5 Things You Want to Avoid When Going on a Road Trip

Going on a road trip with friends or family can be an adventurous, rewarding experience. However, problems can arise when travelers only allow themselves a limited amount of time to consider all potential hazards, in addition to the things needed for the long drive. The goal is to have fun but also to remain safe and prepared. Whether it’s forgoing the use of a map or neglecting to keep a car kit on hand for emergencies, these are the five things to avoid when going on a road trip.

First off, resist the urge to drive without a plan or a map. Sometimes, road trips can be spontaneous, an impulsive decision to hit the road to see where the journey leads. While this may seem like a fun idea, it would likely lead to the group getting lost. Wasted gas, driving around in circles and fatigue may also result. Travelers must have a general sense of where they want to go. Having a map or GPS would help the group plan the route, even if it’s done offhand as they go.
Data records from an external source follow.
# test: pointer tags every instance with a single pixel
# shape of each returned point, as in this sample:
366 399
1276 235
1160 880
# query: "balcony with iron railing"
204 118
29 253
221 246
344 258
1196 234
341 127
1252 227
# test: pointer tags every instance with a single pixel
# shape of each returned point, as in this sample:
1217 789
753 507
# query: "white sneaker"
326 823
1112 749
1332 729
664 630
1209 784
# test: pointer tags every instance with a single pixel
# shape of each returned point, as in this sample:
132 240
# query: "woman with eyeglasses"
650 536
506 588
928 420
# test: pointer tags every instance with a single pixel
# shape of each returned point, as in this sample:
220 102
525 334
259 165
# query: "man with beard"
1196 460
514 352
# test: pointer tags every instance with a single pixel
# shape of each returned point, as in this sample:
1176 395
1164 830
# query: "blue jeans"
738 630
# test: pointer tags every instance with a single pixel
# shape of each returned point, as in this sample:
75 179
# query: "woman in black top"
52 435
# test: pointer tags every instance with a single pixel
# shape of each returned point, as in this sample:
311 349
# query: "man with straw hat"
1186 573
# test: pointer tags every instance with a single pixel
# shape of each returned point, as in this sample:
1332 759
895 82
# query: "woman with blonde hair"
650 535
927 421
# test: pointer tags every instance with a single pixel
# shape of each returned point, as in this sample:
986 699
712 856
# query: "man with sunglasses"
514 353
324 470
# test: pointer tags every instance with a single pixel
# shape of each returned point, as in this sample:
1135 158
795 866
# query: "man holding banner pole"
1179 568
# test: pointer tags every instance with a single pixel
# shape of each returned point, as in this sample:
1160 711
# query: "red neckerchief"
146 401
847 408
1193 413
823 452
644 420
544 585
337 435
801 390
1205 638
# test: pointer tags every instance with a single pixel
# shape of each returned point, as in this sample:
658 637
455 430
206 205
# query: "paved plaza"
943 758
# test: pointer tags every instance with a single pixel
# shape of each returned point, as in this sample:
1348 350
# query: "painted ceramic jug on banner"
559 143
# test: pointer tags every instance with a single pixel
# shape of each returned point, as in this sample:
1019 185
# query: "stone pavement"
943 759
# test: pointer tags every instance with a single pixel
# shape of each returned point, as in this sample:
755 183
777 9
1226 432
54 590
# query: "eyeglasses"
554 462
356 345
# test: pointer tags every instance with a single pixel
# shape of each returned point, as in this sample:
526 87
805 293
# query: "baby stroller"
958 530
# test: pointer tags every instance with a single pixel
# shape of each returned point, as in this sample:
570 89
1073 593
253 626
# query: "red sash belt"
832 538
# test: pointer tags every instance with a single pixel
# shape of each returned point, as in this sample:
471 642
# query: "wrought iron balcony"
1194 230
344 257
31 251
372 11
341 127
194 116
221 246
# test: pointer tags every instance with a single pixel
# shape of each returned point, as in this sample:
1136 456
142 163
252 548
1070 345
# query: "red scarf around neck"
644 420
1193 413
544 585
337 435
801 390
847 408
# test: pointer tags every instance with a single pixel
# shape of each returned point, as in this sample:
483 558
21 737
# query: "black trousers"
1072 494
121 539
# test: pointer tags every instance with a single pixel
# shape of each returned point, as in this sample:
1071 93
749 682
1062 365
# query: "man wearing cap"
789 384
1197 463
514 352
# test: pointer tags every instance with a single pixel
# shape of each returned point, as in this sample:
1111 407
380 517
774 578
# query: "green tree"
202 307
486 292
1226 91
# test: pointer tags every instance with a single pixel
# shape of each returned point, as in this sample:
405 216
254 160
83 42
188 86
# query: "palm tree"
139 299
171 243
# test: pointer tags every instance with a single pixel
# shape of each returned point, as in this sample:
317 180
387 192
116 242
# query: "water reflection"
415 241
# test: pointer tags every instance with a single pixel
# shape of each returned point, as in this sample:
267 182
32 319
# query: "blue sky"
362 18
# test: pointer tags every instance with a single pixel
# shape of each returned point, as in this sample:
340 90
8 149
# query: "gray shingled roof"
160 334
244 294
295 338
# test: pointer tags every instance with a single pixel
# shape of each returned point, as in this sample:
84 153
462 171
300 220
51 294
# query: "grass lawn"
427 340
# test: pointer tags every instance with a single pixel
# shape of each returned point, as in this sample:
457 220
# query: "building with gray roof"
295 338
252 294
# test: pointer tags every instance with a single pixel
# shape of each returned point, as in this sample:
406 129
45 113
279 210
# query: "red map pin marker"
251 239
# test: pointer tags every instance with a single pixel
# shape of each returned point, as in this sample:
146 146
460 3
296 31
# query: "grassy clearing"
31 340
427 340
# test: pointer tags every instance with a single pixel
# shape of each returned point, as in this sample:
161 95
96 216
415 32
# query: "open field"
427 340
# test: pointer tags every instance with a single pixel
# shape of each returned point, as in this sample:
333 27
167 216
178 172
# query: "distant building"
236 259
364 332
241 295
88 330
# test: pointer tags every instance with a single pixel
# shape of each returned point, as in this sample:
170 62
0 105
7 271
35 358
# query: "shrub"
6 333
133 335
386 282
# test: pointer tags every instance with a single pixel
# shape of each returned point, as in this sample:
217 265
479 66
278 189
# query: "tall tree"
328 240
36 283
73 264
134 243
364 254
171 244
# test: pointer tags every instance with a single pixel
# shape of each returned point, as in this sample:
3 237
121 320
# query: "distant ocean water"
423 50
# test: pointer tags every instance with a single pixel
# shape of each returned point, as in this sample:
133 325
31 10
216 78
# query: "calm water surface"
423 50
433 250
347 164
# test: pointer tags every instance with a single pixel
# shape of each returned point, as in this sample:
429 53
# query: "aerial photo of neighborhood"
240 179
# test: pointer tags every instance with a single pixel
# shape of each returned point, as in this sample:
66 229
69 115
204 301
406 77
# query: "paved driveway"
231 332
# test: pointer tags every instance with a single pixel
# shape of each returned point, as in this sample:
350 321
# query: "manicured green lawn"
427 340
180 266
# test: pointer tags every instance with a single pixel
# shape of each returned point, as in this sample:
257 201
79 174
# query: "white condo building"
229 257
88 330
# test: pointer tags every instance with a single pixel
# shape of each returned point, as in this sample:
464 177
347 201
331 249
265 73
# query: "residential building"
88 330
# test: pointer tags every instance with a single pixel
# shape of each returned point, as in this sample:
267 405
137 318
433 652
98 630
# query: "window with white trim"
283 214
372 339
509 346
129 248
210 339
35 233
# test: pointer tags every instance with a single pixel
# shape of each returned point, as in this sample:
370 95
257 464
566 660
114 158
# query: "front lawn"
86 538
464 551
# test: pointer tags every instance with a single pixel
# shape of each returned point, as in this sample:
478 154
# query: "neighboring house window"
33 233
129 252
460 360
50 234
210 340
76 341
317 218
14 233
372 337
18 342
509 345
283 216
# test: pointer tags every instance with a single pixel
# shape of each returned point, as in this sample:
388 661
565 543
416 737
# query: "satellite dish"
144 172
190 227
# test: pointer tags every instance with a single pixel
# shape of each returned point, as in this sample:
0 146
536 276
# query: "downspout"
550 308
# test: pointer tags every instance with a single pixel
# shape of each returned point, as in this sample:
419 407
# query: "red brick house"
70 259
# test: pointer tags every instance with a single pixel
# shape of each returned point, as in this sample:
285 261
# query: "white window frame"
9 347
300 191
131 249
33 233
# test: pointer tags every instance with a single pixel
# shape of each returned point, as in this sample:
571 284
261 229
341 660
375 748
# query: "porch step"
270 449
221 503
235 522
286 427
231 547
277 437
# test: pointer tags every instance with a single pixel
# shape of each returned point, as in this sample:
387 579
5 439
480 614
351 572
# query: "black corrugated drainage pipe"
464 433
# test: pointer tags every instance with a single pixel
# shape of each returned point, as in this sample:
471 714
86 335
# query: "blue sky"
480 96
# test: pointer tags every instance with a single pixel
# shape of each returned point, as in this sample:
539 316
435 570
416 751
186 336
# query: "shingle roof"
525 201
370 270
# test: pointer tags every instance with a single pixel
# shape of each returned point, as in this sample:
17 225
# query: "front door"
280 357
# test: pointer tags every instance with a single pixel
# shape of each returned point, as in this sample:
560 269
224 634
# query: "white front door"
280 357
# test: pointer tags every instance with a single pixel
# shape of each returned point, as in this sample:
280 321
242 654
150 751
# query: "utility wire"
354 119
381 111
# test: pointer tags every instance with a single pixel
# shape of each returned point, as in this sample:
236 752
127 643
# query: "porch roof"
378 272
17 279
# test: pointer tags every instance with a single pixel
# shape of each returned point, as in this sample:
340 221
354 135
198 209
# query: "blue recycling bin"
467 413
Next, travelers should avoid driving under the influence for their sake and for the sake of others on the shared road. Alcohol may help the bonding experience during the long drive but it also poses a risk to everyone’s safety in and out of the car. Having a designated driver should be the highest priority if the group plans to indulge in alcohol or any other recreational substances that may impair a person’s ability to drive. The consequences of drinking and driving go beyond the need for SR-22 quotes you can find online. Every hour, at least one person is killed in a drunk-driving accident in America. If a traveler isn’t sober, then they shouldn’t be driving at all.

Third, the driver should avoid forgetting the emergency car kit. The risk of car problems is higher than usual during a long drive. A flat tire or a dead engine could leave travelers stranded on the side of a road, waiting for a Good Samaritan to stop and offer help. Car troubles could even mark the end of a road trip, which is why it is important to keep a spare tire and jumper cables in the trunk. It would also be wise to have the phone number of roadside service in case the damage to the car is extensive.

Not packing enough snacks is another thing to avoid on a road trip. Travelers are bound to grow hungry after spending hours in a car. Sure, they could make stops at convenience stores for food items though the bill would definitely rack up. Packing food from home would definitely help save money in the long-run–money that could go towards unavoidable road trip expenses such as gas and motels.

The last thing to avoid on a road trip is driving at night (unless it’s absolutely necessary). Driving for hours is an exhausting task, even when done in rotation with traveling companions. It is best to rest during the evening, whether it’s camping in the car for the night or at a motel, so that everyone in the group is refreshed when daylight comes around.

In the end, it’s important to plan some parts of a road trip. Travelers should be aware of the necessities as well as the troubles that may come during their time on the road. Safety is paramount, though fun and spontaneity are a close second.